Now, let's transform the Test data.

In [None]:
X_test_df = vect.transform(X_test)

In [None]:
type(X_test_df)

### Machine Learning models:

#### Multinomial Naive Bayes
Generally, Naive Bayes works well on text data. Multinomail Naive bayes is best suited for classification with discrete features. 

In [None]:
prediction = dict()
from sklearn.naive_bayes import MultinomialNB
model = MultinomialNB()
model.fit(X_train_df,y_train)

In [None]:
prediction["Multinomial"] = model.predict(X_test_df)

In [None]:
from sklearn.metrics import accuracy_score,confusion_matrix,classification_report

In [None]:
accuracy_score(y_test,prediction["Multinomial"])

#### Logistic Regression

In [None]:
from sklearn.linear_model import LogisticRegression
model = LogisticRegression()
model.fit(X_train_df,y_train)

In [None]:
prediction["Logistic"] = model.predict(X_test_df)

In [None]:
accuracy_score(y_test,prediction["Logistic"])

#### $k$-NN classifier

In [None]:
from sklearn.neighbors import KNeighborsClassifier
model = KNeighborsClassifier(n_neighbors=5)
model.fit(X_train_df,y_train)

In [None]:
prediction["knn"] = model.predict(X_test_df)

In [None]:
accuracy_score(y_test,prediction["knn"])

### Parameter Tuning using GridSearchCV

Based, on the above four ML models, Naive Bayes has given the best accuracy. However, Let's try to tune the parameters of $k$-NN using GridSearchCV

http://scikit-learn.org/stable/modules/generated/sklearn.model_selection.GridSearchCV.html

In [None]:
from sklearn.model_selection import GridSearchCV

In [None]:
k_range = np.arange(1,30)

In [None]:
k_range

In [None]:
param_grid = dict(n_neighbors=k_range)
print(param_grid)

In [None]:
model = KNeighborsClassifier()
grid = GridSearchCV(model,param_grid)
grid.fit(X_train_df,y_train)

In [None]:
grid.best_estimator_

In [None]:
grid.best_params_

In [None]:
grid.best_score_

In [None]:
grid.cv_results_


### Model Evaluation

In [None]:
print(classification_report(y_test, prediction['Multinomial'], target_names = ["Ham", "Spam"]))

In [None]:
conf_mat = confusion_matrix(y_test, prediction['Multinomial'])
conf_mat_normalized = conf_mat.astype('float') / conf_mat.sum(axis=1)[:, np.newaxis]

In [None]:
sns.heatmap(conf_mat_normalized)
plt.ylabel('True label')
plt.xlabel('Predicted label')

### Understand what happend
(note, this is for test data)

In [None]:
print(conf_mat)

By seeing the above confusion matrix, it is clear that 5 Ham are mis classified as Spam, and 8 Spam are misclassified as Ham. Let'see what are those misclassified text messages.
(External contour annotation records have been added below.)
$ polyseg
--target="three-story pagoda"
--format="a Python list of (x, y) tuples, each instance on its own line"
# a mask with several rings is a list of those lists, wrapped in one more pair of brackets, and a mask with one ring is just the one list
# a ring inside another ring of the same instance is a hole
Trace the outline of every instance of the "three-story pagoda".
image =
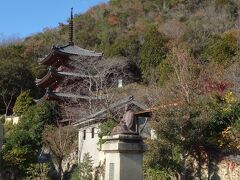
[[(71, 9), (68, 44), (64, 46), (53, 46), (47, 56), (39, 59), (39, 64), (48, 66), (48, 72), (43, 78), (36, 79), (37, 86), (46, 90), (44, 96), (38, 100), (38, 103), (46, 100), (55, 100), (65, 106), (65, 109), (74, 109), (74, 107), (66, 107), (67, 105), (66, 103), (64, 105), (64, 102), (69, 102), (71, 99), (78, 99), (75, 108), (79, 108), (81, 103), (84, 104), (84, 102), (89, 102), (89, 100), (101, 99), (97, 95), (86, 93), (86, 89), (84, 88), (80, 92), (74, 90), (74, 88), (73, 90), (67, 89), (68, 87), (72, 87), (74, 83), (77, 84), (81, 81), (84, 83), (84, 79), (91, 78), (91, 76), (94, 77), (94, 75), (89, 74), (89, 72), (82, 72), (80, 69), (84, 69), (85, 67), (79, 68), (79, 66), (81, 66), (82, 62), (99, 61), (102, 55), (102, 53), (86, 50), (74, 44), (73, 11)], [(85, 63), (85, 65), (86, 64), (87, 63)], [(72, 121), (74, 121), (74, 118), (69, 118), (69, 116), (62, 116), (61, 120), (59, 120), (60, 123), (69, 123)]]

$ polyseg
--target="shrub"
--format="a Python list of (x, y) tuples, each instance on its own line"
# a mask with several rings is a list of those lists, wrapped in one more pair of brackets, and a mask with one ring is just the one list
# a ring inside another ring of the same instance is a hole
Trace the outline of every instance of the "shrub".
[(17, 100), (15, 102), (15, 105), (13, 107), (13, 112), (20, 116), (27, 112), (28, 108), (33, 105), (33, 98), (29, 95), (29, 92), (23, 91), (21, 94), (17, 97)]
[(84, 154), (82, 162), (71, 176), (71, 180), (92, 180), (93, 162), (89, 153)]
[(204, 49), (204, 57), (217, 63), (229, 63), (238, 50), (237, 39), (231, 34), (212, 36)]

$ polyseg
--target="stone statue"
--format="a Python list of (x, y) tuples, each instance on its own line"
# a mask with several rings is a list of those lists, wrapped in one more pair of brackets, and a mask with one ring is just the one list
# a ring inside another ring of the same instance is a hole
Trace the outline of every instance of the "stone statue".
[(113, 128), (112, 134), (138, 134), (133, 110), (126, 105), (125, 113), (119, 124)]

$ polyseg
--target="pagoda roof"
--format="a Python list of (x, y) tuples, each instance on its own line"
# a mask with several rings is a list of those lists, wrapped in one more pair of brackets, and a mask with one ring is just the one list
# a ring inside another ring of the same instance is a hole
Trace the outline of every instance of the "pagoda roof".
[(120, 100), (118, 102), (110, 104), (108, 108), (103, 108), (102, 110), (100, 110), (94, 114), (91, 114), (87, 117), (84, 117), (82, 119), (75, 121), (73, 123), (73, 126), (85, 126), (86, 124), (89, 125), (89, 123), (90, 124), (98, 123), (98, 122), (106, 119), (106, 117), (109, 113), (109, 110), (125, 108), (126, 104), (135, 105), (136, 107), (140, 108), (141, 110), (147, 108), (145, 104), (135, 101), (133, 96), (129, 96), (123, 100)]
[(42, 87), (52, 87), (57, 81), (62, 80), (64, 75), (58, 73), (55, 69), (49, 68), (48, 73), (41, 79), (36, 79), (36, 85)]
[(56, 84), (56, 81), (61, 81), (65, 76), (80, 77), (80, 78), (99, 78), (100, 76), (91, 76), (74, 72), (56, 71), (53, 68), (49, 68), (48, 73), (41, 79), (36, 79), (37, 86), (51, 87)]
[(63, 59), (68, 60), (70, 56), (102, 57), (103, 53), (97, 53), (95, 51), (83, 49), (74, 45), (73, 43), (70, 43), (65, 46), (53, 46), (51, 52), (46, 57), (40, 58), (38, 62), (39, 64), (44, 65), (59, 65), (60, 61)]

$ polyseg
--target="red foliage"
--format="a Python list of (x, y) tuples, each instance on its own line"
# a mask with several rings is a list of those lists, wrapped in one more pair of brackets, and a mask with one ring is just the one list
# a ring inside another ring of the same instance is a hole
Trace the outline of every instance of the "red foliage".
[(112, 26), (118, 24), (118, 22), (119, 22), (118, 17), (114, 14), (109, 14), (107, 21), (108, 21), (108, 24), (110, 24)]

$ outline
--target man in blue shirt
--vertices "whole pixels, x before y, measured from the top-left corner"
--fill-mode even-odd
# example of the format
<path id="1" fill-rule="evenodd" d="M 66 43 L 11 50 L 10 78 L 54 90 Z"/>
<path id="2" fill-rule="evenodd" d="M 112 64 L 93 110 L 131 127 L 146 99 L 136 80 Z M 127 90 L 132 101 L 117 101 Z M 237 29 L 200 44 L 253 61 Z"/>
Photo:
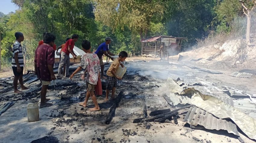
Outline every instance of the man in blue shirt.
<path id="1" fill-rule="evenodd" d="M 104 42 L 99 46 L 97 51 L 95 52 L 95 54 L 97 54 L 99 59 L 100 59 L 100 65 L 101 66 L 101 76 L 102 78 L 105 78 L 104 76 L 104 63 L 103 63 L 103 60 L 102 56 L 103 54 L 105 55 L 107 57 L 109 57 L 112 60 L 114 60 L 114 58 L 112 58 L 111 56 L 114 56 L 110 51 L 108 49 L 108 45 L 110 44 L 111 41 L 113 40 L 109 37 L 108 37 L 105 39 L 105 42 Z"/>

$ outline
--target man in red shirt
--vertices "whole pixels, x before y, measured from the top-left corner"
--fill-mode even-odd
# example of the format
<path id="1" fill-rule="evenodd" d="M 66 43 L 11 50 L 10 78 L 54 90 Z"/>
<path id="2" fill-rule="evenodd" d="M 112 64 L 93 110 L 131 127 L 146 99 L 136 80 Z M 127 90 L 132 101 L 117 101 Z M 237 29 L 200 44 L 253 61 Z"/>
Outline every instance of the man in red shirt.
<path id="1" fill-rule="evenodd" d="M 45 34 L 48 32 L 44 32 L 44 33 L 43 34 L 43 38 L 45 36 Z M 42 40 L 41 41 L 39 41 L 39 42 L 38 42 L 38 46 L 40 46 L 41 45 L 43 45 L 44 43 L 44 40 Z M 52 48 L 53 48 L 53 49 L 54 50 L 54 51 L 56 51 L 56 47 L 57 46 L 55 44 L 54 45 L 52 46 Z"/>
<path id="2" fill-rule="evenodd" d="M 38 46 L 36 50 L 35 68 L 36 73 L 41 80 L 42 85 L 40 108 L 52 105 L 52 104 L 46 103 L 50 99 L 46 98 L 46 96 L 48 86 L 51 81 L 56 79 L 53 73 L 55 52 L 52 48 L 55 38 L 52 34 L 46 33 L 44 36 L 44 43 Z"/>
<path id="3" fill-rule="evenodd" d="M 68 40 L 70 39 L 70 38 L 67 38 L 66 39 L 66 42 Z M 62 45 L 61 45 L 60 46 L 58 47 L 58 48 L 57 48 L 57 49 L 56 50 L 56 54 L 60 56 L 60 60 L 61 59 L 61 52 L 62 51 L 62 49 L 63 49 L 64 47 L 65 47 L 65 45 L 66 45 L 66 43 L 63 44 Z M 61 51 L 59 53 L 58 53 L 58 51 L 59 51 L 59 49 L 60 48 L 61 48 Z M 62 75 L 64 75 L 65 73 L 66 72 L 66 63 L 65 63 L 64 64 L 64 66 L 63 66 L 63 72 L 62 72 Z"/>
<path id="4" fill-rule="evenodd" d="M 62 49 L 61 53 L 61 58 L 59 65 L 59 69 L 58 69 L 58 76 L 57 78 L 61 79 L 61 71 L 62 67 L 64 64 L 66 63 L 66 72 L 65 72 L 65 77 L 69 77 L 69 66 L 70 65 L 69 54 L 71 54 L 74 59 L 76 58 L 76 55 L 74 52 L 73 49 L 75 45 L 75 42 L 77 41 L 78 39 L 78 35 L 74 34 L 71 37 L 71 39 L 67 40 L 66 42 L 65 46 Z"/>

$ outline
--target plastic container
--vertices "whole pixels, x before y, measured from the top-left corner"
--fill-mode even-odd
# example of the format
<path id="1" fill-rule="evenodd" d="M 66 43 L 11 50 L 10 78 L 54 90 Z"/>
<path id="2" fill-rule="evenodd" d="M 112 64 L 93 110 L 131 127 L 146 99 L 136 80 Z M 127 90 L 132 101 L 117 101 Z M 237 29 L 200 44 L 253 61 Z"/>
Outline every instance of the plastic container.
<path id="1" fill-rule="evenodd" d="M 114 60 L 115 60 L 119 58 L 119 57 L 118 57 L 118 56 L 117 55 L 115 55 L 115 56 L 112 56 L 112 57 L 114 58 Z"/>
<path id="2" fill-rule="evenodd" d="M 117 69 L 117 72 L 116 73 L 116 74 L 118 77 L 120 77 L 122 78 L 123 76 L 125 73 L 126 72 L 126 67 L 125 67 L 124 68 L 122 68 L 122 67 L 120 66 Z"/>
<path id="3" fill-rule="evenodd" d="M 102 95 L 102 86 L 100 78 L 98 79 L 97 85 L 95 86 L 95 92 L 97 95 L 100 96 Z"/>
<path id="4" fill-rule="evenodd" d="M 28 122 L 39 121 L 39 110 L 37 103 L 29 103 L 27 106 Z"/>

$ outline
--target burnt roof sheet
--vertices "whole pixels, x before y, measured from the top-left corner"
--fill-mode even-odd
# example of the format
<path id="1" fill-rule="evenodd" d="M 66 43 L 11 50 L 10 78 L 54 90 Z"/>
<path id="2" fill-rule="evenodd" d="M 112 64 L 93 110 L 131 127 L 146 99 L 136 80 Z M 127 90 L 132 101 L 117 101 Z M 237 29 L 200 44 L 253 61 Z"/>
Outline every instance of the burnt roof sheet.
<path id="1" fill-rule="evenodd" d="M 230 105 L 234 106 L 232 98 L 224 97 L 220 98 Z M 226 130 L 229 133 L 239 136 L 236 125 L 232 122 L 220 119 L 196 107 L 190 107 L 183 121 L 193 126 L 201 125 L 208 129 Z"/>
<path id="2" fill-rule="evenodd" d="M 231 74 L 230 75 L 232 77 L 239 77 L 244 78 L 251 78 L 253 74 L 246 72 L 236 72 Z"/>

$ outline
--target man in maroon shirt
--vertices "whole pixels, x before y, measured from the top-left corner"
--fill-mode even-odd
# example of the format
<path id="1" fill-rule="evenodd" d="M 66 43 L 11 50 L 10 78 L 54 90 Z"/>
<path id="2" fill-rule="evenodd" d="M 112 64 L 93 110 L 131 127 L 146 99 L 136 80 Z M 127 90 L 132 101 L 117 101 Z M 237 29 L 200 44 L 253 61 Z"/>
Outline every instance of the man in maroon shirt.
<path id="1" fill-rule="evenodd" d="M 42 81 L 42 85 L 40 108 L 52 105 L 52 104 L 46 103 L 50 99 L 46 98 L 46 96 L 48 86 L 51 81 L 56 79 L 53 73 L 55 53 L 52 48 L 55 38 L 55 36 L 52 34 L 47 33 L 44 37 L 43 44 L 38 46 L 36 50 L 35 68 L 37 77 Z"/>
<path id="2" fill-rule="evenodd" d="M 69 66 L 70 65 L 70 61 L 69 60 L 69 54 L 71 54 L 73 56 L 74 59 L 76 58 L 76 55 L 74 52 L 73 49 L 75 45 L 75 42 L 77 41 L 78 39 L 78 35 L 74 34 L 72 36 L 71 39 L 67 40 L 66 42 L 65 47 L 62 49 L 61 55 L 61 61 L 60 61 L 60 64 L 59 65 L 59 68 L 58 69 L 58 76 L 57 77 L 58 79 L 61 78 L 61 69 L 65 63 L 66 63 L 66 72 L 65 72 L 65 77 L 69 77 Z"/>

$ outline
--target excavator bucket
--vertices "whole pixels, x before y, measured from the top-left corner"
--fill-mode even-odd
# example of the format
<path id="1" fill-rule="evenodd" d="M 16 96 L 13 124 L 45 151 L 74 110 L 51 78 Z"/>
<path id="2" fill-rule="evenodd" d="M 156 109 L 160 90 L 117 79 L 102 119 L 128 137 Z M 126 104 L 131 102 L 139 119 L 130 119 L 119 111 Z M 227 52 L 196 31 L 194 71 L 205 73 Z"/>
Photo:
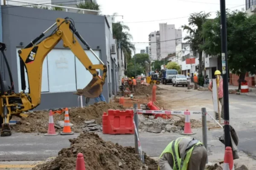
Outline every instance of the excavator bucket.
<path id="1" fill-rule="evenodd" d="M 97 77 L 93 77 L 86 87 L 83 89 L 77 89 L 77 92 L 74 94 L 89 98 L 99 97 L 102 91 L 101 82 L 101 80 Z"/>

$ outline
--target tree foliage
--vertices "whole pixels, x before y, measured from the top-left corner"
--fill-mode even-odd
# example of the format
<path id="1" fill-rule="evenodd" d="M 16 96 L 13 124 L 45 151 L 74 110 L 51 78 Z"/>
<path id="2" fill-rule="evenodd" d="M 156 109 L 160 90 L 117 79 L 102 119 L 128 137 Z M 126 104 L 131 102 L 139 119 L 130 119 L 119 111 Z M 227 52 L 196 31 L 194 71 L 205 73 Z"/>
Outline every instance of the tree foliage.
<path id="1" fill-rule="evenodd" d="M 136 66 L 136 68 L 135 68 Z M 135 68 L 136 71 L 136 75 L 140 75 L 144 73 L 144 68 L 139 63 L 136 63 L 134 65 L 134 62 L 131 61 L 127 64 L 127 69 L 126 70 L 126 76 L 128 77 L 135 77 Z"/>
<path id="2" fill-rule="evenodd" d="M 129 27 L 120 22 L 115 22 L 116 13 L 112 17 L 112 29 L 113 38 L 116 39 L 117 42 L 120 42 L 121 48 L 124 52 L 125 57 L 127 60 L 131 58 L 132 51 L 135 48 L 134 45 L 131 42 L 132 36 L 129 33 Z"/>
<path id="3" fill-rule="evenodd" d="M 206 52 L 221 57 L 220 13 L 203 25 L 202 35 Z M 245 73 L 256 70 L 256 16 L 248 17 L 244 11 L 227 11 L 227 55 L 229 69 L 244 79 Z"/>
<path id="4" fill-rule="evenodd" d="M 81 9 L 90 9 L 92 10 L 99 11 L 100 5 L 96 2 L 81 1 L 76 5 L 76 7 Z M 79 10 L 79 11 L 80 11 Z"/>
<path id="5" fill-rule="evenodd" d="M 191 47 L 194 55 L 196 56 L 197 53 L 198 53 L 198 72 L 201 75 L 204 68 L 204 63 L 202 60 L 203 50 L 201 48 L 204 43 L 204 38 L 201 33 L 204 23 L 210 16 L 209 13 L 206 14 L 203 11 L 192 14 L 189 18 L 188 26 L 185 25 L 182 27 L 183 30 L 186 30 L 187 33 L 189 34 L 184 40 L 191 43 Z"/>
<path id="6" fill-rule="evenodd" d="M 166 63 L 166 62 L 164 60 L 155 60 L 153 61 L 151 63 L 152 71 L 155 71 L 156 70 L 161 70 L 161 65 Z"/>
<path id="7" fill-rule="evenodd" d="M 169 62 L 166 67 L 168 69 L 177 70 L 178 72 L 180 72 L 181 70 L 180 66 L 176 62 Z"/>

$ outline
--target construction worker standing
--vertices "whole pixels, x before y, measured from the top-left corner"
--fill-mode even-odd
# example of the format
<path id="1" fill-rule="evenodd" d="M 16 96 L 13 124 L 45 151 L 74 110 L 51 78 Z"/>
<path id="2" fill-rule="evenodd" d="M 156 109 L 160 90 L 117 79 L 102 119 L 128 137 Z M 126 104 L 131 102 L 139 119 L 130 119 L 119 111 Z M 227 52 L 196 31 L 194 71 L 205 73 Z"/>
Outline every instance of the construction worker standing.
<path id="1" fill-rule="evenodd" d="M 100 78 L 102 78 L 101 76 L 99 75 L 99 71 L 97 71 L 97 75 L 98 75 L 98 76 L 99 76 Z M 106 99 L 105 99 L 105 98 L 104 97 L 104 96 L 102 94 L 102 93 L 100 94 L 99 97 L 94 98 L 94 101 L 95 101 L 95 102 L 96 102 L 96 103 L 99 102 L 99 98 L 102 101 L 102 102 L 106 102 Z"/>
<path id="2" fill-rule="evenodd" d="M 123 77 L 122 78 L 122 85 L 123 86 L 125 85 L 125 78 Z"/>
<path id="3" fill-rule="evenodd" d="M 194 89 L 195 90 L 196 90 L 197 89 L 197 86 L 198 84 L 198 79 L 195 73 L 194 74 L 194 77 L 193 77 L 193 79 L 194 80 Z"/>
<path id="4" fill-rule="evenodd" d="M 137 92 L 137 80 L 134 77 L 132 79 L 133 91 L 136 93 Z"/>
<path id="5" fill-rule="evenodd" d="M 129 85 L 129 90 L 131 91 L 132 91 L 132 81 L 131 78 L 128 79 L 128 85 Z"/>
<path id="6" fill-rule="evenodd" d="M 204 170 L 207 150 L 199 140 L 181 137 L 171 142 L 161 154 L 158 170 Z"/>
<path id="7" fill-rule="evenodd" d="M 188 75 L 187 76 L 187 85 L 188 86 L 188 89 L 189 89 L 190 88 L 190 81 L 191 81 L 191 79 L 189 76 L 189 73 L 188 73 Z"/>
<path id="8" fill-rule="evenodd" d="M 217 86 L 218 87 L 218 100 L 221 105 L 221 117 L 224 119 L 224 102 L 223 101 L 223 81 L 222 77 L 221 76 L 221 73 L 219 70 L 216 70 L 214 72 L 214 75 L 216 77 L 216 82 L 217 82 Z M 208 89 L 211 92 L 212 92 L 212 82 L 211 81 L 208 86 Z M 215 119 L 216 120 L 219 119 L 219 115 L 218 113 L 215 113 Z"/>

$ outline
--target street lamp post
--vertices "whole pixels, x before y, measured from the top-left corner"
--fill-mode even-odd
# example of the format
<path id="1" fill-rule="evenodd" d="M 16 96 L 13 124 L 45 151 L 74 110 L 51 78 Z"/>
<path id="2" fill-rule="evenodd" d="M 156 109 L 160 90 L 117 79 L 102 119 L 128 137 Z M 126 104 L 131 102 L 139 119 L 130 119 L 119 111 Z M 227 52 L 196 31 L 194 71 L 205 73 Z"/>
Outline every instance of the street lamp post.
<path id="1" fill-rule="evenodd" d="M 229 125 L 229 108 L 228 101 L 228 68 L 227 65 L 227 21 L 226 3 L 220 0 L 221 31 L 221 62 L 223 81 L 223 99 L 224 102 L 224 131 L 225 132 L 225 147 L 231 147 L 230 127 Z M 219 118 L 221 119 L 221 118 Z"/>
Looking those messages may help us to come up with more advanced feature engineering.

In [None]:
pd.set_option('display.max_colwidth', -1)

I increased the pandas dataframe width to display the misclassified texts in full width. 

#### Misclassified as Spam

In [None]:
X_test[y_test < prediction["Multinomial"] ]

#### Misclassfied as Ham

In [None]:
X_test[y_test > prediction["Multinomial"] ]

## Linear Discriminant analysis
This is not the homework but I strongly encurage you to do this.

- Implement a Linear discriminant analysis model for a p=1 (one dimensional) predictor and 2 classes.
- Train it on data points sampled from two partly overlapping Gaussian distributions associated with the classes.
- Plot histograms of data points used for training.
- Test it with aditional samples.
- Implement a function that will produce a confussion matrix (with precission and recall scores) based on the results of the model fitting to data.
- make the treshold adjustable
- produce the confussion matrix for 3 different tresholds.
- do the same for two, partly overlapping uniform distributions

# Homework 2 

- Implement Naive Bayes model (remember about smoothing). 
- Find a reasonably interesting but not to complicated dataset for which you will be able to use this model to perform binary classification. Do the latter.
- Produce the confussion matrix, calculate accuracy, precission, recall
- Check how your model does against its version from sklearn and logistic regression from sklearn.